Tes productions sont souvent teintées de folk et de musiques lyriques, comment décrirais-tu ta musique à des gens qui n'ont jamais entendu tes productions?
Mon principal credo c'est de jumeler mes deux mondes : une légèreté que l'on peut retrouver dans la «pop» (dans le sens large du terme) et une rigueur que l'on retrouve dans les musiques «classiques». Bien que cela soit mon signe distinctif, il n'en demeure pas moins que mes activités sont beaucoup plus larges, mais toujours au sein de la grande catégorie connue sous le vocable «expérimental». Mes projets peuvent être parfois plus noise, minimalistes, instrumentaux, conceptuels, improvisés ou ultra-écrits. Malgré cet éclectisme, je tâche de garder une grande cohérence dans chacun des projets, qui se nourrissent les autres des autres et me procurent un équilibre qui m'est essentiel.
On voit qu'il t’est impossible de te séparer d'instruments acoustiques. Comment envisages-tu le lien qui unit organique et électronique?

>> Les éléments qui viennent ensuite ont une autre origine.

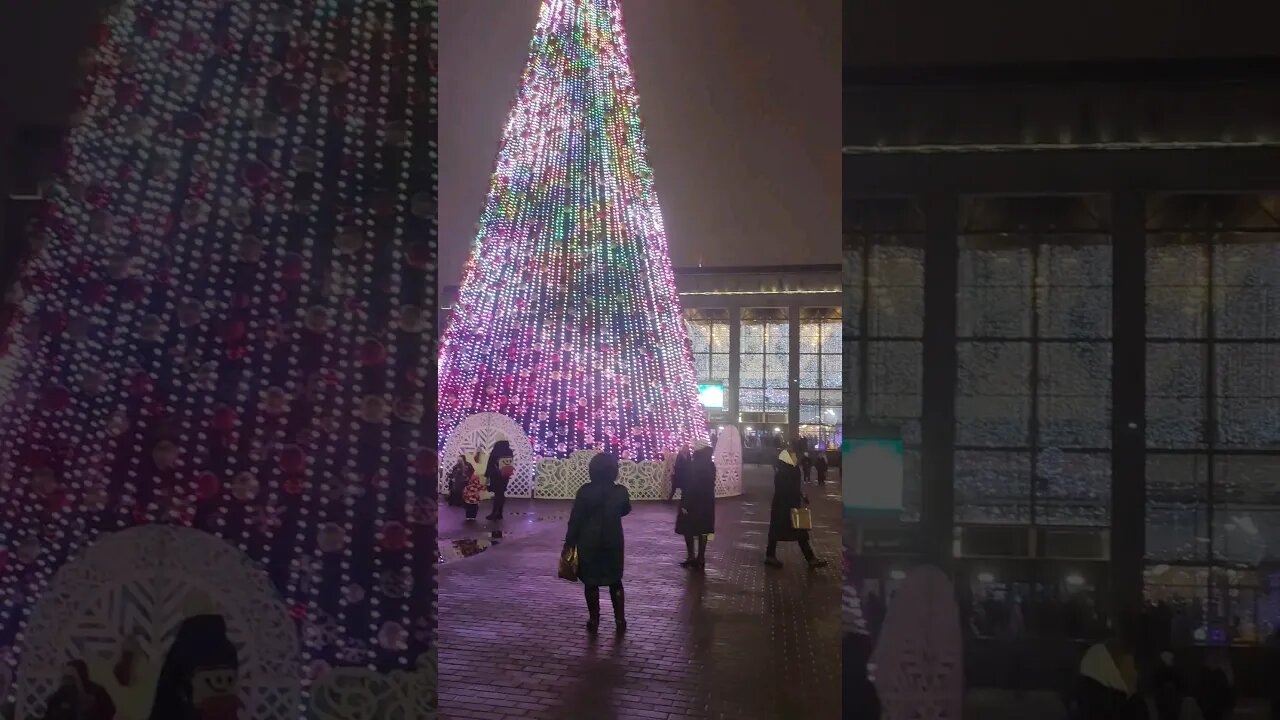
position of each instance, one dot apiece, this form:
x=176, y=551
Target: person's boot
x=620, y=616
x=593, y=610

J'ai effectivement un attachement profond aux instruments acoustiques. Pas étonnant : ce sont des sources sonores qui ont été éprouvés par des siècles de lutheries! Comme je suis fasciné par le son, les instruments acoustiques me fascinent tout autant que les autres sons sur lesquels se construisent souvent les musiques électroniques/électroacoustiques.

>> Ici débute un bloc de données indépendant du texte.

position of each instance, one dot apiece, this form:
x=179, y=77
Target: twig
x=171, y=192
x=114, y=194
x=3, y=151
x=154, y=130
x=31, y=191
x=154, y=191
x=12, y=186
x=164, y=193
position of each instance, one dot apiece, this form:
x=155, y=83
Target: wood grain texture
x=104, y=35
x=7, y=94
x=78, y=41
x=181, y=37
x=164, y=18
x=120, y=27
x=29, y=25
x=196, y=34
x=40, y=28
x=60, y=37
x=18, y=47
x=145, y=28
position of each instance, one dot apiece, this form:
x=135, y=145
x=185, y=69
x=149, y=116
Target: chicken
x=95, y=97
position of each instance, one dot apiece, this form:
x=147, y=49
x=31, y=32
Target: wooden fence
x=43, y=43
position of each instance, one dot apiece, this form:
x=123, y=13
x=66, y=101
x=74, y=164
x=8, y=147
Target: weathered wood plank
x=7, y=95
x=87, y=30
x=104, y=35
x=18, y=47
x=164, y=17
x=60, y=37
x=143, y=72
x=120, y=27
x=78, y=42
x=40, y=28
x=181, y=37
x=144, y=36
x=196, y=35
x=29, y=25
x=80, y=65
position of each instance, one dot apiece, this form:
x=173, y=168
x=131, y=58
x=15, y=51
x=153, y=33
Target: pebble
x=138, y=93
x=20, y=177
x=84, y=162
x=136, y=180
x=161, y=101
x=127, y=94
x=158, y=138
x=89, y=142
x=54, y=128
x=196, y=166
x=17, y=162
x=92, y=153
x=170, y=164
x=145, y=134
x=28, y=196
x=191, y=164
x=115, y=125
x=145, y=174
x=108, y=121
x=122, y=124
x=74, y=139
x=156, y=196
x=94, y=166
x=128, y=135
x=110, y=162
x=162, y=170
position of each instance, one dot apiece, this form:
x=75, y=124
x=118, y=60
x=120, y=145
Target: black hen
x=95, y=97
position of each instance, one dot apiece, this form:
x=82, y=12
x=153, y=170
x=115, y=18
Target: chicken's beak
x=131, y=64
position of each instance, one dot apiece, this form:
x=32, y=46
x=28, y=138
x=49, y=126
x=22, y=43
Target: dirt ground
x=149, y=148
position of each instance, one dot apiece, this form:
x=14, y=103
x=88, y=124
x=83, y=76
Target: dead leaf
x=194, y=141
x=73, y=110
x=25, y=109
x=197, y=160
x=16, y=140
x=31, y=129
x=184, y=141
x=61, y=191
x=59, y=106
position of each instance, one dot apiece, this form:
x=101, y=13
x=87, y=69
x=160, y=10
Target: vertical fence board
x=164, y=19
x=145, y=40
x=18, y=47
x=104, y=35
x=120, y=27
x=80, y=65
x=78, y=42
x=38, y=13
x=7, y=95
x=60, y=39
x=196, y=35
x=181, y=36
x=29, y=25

Il reste que mon intérêt vers les musiques électroacoustiques est né grâce à la possibilité de collectionner des sons concrets, des fragments de vie seuls mon microphone et moi sommes les témoins en direct. De prendre ces photographies sonores et d'en faire de la musique relevaient, et relèvent encore, pour moi, de la pure poésie, voire de la magie.

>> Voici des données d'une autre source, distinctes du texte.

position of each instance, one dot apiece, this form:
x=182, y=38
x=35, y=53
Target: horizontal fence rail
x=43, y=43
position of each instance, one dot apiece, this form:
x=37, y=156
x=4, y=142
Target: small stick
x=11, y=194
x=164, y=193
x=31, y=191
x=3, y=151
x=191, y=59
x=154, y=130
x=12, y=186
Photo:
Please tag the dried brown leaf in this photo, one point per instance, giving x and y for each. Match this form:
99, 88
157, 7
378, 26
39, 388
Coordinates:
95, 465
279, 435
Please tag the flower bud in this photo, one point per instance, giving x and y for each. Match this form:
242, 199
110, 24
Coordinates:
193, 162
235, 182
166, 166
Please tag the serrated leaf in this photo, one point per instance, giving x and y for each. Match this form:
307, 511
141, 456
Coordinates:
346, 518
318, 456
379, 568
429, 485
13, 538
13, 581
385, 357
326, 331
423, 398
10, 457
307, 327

Je n'utilise jamais de sons purement synthétiques dans mes musiques. Tous les sons, qu'ils soient instrumentaux ou non, proviennent originellement du réel terrestre. C'est très old school comme démarche, très «musique concrète», mais j'ai un blocage psychologique avec l'utilisation des sons synthétiques qui sortent de toutes pièces de l'ordinateur. Ce qui compte pour moi, c'est qu'il n'y ait AUCUNE LIMITE dans la création. Des barrières, je n'en veux pas. Les matières électroacoustiques sont pour moi une extension du réel. Elles permettent la création d'extension à l'infini des matières qui proviennent du réel. Une de mes intentions est de faire ressentir l'humain derrière ma musique, non pas seulement la machine. Cela est très important pour moi même si la musique est indubitablement fabriquée à l'aide d'un ordinateur. Cette humanité ne passe pas seulement par l'utilisation d'instruments acoustiques, mais par n'importe quel objet acoustique qui ne nous semble pas sortir d'un synthétiseur.
On peut souvent penser à Fennesz à l'écoute de ta musique. Comment envisages-tu les rapports qui unissent les musiciens de cette scène? Quelles sont tes sources d'inspirations, tant sur le plan musical qu'imaginaire?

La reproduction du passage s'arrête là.